Article

Systematic Review: Enhancing the Use and Quality of Colorectal Cancer Screening

University of North Carolina at Chapel Hill, North Carolina, United States
Annals of internal medicine (Impact Factor: 16.1). 04/2010; 152(10):668-76. DOI: 10.1059/0003-4819-152-10-201005180-00239
Source: PubMed

ABSTRACT National guideline groups recommend screening and discussion of screening options for persons at average risk for colorectal cancer (CRC). However, emerging evidence suggests that CRC screening is simultaneously underused, overused, and misused and that adequate patient-provider discussions about screening are infrequent.
To summarize evidence on factors that influence CRC screening and strategies that increase the appropriate use and quality of CRC screening and CRC screening discussions.
MEDLINE, the Cochrane Library, and the Cochrane Central Register of Controlled Trials were searched for English-language publications describing studies conducted in the United States from January 1998 through September 2009.
Two reviewers independently selected studies that addressed the study questions and met eligibility criteria.
Information on study design, setting, intervention, outcomes, and quality were extracted by one reviewer and double-checked by another.
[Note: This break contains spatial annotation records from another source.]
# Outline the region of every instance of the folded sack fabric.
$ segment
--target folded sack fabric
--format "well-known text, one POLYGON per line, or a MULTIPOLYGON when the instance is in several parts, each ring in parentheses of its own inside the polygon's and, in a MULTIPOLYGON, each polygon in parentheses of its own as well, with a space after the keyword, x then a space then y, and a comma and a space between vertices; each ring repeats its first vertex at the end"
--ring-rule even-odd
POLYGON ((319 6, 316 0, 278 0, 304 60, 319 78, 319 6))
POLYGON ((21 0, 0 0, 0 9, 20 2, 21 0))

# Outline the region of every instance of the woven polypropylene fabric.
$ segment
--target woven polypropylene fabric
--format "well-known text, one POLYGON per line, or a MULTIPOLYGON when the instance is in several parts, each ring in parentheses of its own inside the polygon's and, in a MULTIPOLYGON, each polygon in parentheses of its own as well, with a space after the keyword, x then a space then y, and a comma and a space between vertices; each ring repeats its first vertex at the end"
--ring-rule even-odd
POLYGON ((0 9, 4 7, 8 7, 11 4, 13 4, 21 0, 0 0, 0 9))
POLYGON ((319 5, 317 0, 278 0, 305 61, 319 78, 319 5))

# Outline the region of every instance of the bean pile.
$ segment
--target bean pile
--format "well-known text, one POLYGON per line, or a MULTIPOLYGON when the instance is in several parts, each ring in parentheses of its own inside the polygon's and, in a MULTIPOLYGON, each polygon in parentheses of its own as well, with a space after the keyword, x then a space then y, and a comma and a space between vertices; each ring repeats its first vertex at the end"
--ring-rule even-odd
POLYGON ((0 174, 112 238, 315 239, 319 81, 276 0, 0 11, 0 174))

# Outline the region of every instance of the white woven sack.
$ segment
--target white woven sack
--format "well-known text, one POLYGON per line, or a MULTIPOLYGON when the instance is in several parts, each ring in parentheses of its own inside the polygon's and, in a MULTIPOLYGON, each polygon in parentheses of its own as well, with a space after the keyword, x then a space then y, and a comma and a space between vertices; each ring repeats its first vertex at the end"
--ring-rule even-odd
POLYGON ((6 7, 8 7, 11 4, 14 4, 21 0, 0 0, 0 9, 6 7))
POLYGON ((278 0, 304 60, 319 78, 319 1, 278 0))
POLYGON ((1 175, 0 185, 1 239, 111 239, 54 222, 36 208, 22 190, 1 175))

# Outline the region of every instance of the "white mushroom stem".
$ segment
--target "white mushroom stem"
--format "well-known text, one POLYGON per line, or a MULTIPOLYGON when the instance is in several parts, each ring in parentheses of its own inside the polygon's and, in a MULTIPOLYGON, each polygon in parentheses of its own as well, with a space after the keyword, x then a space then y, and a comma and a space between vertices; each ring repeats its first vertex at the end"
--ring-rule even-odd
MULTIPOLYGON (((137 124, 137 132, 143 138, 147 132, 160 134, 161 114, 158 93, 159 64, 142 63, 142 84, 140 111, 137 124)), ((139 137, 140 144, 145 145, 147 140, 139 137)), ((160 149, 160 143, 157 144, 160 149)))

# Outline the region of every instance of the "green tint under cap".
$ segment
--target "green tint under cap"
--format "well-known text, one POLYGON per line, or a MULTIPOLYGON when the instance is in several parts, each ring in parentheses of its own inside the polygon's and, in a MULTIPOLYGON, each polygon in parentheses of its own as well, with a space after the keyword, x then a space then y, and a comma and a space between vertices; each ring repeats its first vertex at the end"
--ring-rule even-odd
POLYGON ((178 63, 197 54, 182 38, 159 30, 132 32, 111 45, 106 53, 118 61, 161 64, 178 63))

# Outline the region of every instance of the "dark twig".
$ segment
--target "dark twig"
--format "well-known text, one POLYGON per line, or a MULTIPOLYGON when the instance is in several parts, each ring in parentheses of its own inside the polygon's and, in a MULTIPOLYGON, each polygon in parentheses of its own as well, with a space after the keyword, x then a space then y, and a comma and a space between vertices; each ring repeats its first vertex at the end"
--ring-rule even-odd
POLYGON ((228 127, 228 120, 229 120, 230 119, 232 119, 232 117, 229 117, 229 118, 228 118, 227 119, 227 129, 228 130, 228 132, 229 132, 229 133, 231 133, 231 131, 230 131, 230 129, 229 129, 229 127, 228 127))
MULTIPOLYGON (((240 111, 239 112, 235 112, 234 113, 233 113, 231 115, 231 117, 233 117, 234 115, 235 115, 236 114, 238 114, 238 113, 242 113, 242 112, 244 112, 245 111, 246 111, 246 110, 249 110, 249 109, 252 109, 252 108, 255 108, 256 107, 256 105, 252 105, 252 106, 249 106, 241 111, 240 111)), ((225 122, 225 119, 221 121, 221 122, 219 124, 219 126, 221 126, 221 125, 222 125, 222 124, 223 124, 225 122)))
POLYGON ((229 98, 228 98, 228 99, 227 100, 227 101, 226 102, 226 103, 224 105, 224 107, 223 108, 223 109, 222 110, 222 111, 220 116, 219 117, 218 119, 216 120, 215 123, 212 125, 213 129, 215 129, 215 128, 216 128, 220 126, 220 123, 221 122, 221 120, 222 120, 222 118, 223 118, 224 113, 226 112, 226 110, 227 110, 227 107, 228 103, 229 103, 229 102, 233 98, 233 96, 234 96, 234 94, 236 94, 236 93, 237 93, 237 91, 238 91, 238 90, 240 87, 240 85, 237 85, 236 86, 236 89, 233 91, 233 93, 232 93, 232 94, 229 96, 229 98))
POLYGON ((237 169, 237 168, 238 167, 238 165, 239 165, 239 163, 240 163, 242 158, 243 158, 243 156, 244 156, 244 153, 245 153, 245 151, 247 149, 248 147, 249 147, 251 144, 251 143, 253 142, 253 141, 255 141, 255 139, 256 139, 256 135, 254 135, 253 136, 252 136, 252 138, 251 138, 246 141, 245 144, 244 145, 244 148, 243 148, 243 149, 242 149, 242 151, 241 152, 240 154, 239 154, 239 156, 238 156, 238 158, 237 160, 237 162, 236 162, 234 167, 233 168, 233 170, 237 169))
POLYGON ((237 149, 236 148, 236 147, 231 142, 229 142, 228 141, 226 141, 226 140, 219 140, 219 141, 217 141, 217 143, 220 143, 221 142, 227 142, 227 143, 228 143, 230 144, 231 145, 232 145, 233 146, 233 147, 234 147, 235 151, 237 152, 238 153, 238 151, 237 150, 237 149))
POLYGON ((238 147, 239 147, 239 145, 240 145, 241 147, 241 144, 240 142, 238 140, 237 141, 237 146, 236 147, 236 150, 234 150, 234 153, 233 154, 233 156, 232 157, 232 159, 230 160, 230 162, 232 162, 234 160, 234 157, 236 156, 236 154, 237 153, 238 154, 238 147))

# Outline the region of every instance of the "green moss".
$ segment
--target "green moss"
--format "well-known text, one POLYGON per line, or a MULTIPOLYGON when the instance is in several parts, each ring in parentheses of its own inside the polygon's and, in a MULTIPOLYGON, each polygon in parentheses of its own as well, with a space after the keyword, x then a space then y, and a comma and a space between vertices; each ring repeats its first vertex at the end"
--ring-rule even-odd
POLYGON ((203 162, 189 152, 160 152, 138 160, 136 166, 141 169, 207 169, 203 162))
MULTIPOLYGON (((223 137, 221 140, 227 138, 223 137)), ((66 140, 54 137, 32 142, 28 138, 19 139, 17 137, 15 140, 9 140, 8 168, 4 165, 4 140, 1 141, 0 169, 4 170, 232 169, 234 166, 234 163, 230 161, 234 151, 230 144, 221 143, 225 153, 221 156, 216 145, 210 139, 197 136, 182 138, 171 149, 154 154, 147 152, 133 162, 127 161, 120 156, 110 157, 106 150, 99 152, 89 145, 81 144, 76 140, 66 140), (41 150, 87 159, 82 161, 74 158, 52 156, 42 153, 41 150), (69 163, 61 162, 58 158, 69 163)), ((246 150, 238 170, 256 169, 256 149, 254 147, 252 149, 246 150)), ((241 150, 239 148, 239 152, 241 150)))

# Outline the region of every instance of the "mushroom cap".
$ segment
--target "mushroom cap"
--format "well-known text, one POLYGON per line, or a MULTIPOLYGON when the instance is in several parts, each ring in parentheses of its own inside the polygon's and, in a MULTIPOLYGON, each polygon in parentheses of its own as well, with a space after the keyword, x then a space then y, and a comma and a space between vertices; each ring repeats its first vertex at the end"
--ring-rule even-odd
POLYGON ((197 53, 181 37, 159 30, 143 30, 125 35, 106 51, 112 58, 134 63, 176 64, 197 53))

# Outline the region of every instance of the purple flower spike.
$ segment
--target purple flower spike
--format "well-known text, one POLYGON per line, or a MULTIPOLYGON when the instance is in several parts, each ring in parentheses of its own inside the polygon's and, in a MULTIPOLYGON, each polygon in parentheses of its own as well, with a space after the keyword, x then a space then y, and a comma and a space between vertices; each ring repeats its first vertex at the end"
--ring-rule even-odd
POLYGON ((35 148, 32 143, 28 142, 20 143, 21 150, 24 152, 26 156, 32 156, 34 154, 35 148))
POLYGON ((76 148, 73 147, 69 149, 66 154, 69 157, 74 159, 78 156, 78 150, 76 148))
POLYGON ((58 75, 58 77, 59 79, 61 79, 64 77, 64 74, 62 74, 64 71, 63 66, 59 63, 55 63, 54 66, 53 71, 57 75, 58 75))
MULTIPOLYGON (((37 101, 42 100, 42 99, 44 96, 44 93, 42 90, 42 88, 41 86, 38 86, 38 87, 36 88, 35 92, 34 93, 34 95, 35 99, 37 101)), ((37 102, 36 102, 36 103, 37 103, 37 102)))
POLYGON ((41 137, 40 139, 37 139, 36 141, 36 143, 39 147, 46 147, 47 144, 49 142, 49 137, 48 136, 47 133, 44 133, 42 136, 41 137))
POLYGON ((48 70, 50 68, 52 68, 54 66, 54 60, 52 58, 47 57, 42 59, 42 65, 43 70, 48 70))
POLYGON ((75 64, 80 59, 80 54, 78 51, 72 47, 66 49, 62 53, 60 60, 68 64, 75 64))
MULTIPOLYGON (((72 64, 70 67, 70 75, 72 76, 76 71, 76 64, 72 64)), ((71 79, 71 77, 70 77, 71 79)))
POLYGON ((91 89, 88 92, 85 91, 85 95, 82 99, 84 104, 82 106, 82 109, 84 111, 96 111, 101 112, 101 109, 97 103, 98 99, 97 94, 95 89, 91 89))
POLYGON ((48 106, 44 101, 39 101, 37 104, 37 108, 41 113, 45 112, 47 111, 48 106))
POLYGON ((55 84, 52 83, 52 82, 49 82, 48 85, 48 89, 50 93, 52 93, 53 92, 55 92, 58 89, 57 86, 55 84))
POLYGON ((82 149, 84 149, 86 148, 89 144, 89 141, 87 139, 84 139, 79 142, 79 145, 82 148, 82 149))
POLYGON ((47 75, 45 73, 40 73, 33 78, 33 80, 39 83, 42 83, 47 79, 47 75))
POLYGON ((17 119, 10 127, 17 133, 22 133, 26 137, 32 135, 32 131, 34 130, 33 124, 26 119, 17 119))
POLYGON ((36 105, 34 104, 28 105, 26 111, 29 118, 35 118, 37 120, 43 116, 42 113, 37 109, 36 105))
Reviewers assigned a strength-of-evidence grade for intervention categories by using criteria plus a consensus process.
Reviewers found evidence of simultaneous underuse, overuse, and misuse of CRC screening as well as inadequate clinical discussions about CRC screening. Several patient-level factors were independently associated with lower screening rates, including having low income or less education, being uninsured, being Hispanic or Asian, being less acculturated into the United States, or having limited access to care. Evidence that interventions that included patient reminders or one-on-one interactions (that is, between patients and nonphysician clinic staff), eliminated structural barriers (for example, simplifying access to fecal occult blood test cards), or made system-level changes (for example, using systematic screening as opposed to opportunistic screening) were effective in enhancing use of CRC screening was strong. Evidence on how best to enhance discussions about CRC screening options is limited. No studies focused on reducing overuse, and very few focused on misuse.
Reporting and publication bias may have affected our findings. The independent effect of individual elements of multicomponent interventions was often uncertain.
Although CRC screening is underused overall, important problems of overuse and misuse also exist. System- and policy-level interventions that target vulnerable populations are needed to reduce underuse. Interventions aimed at reducing barriers by making the screening process easier are likely to be effective. Studies aimed at reducing overuse and misuse and at enhancing the quality and frequency of discussions about CRC screening options are needed.
Agency for Healthcare Research and Quality.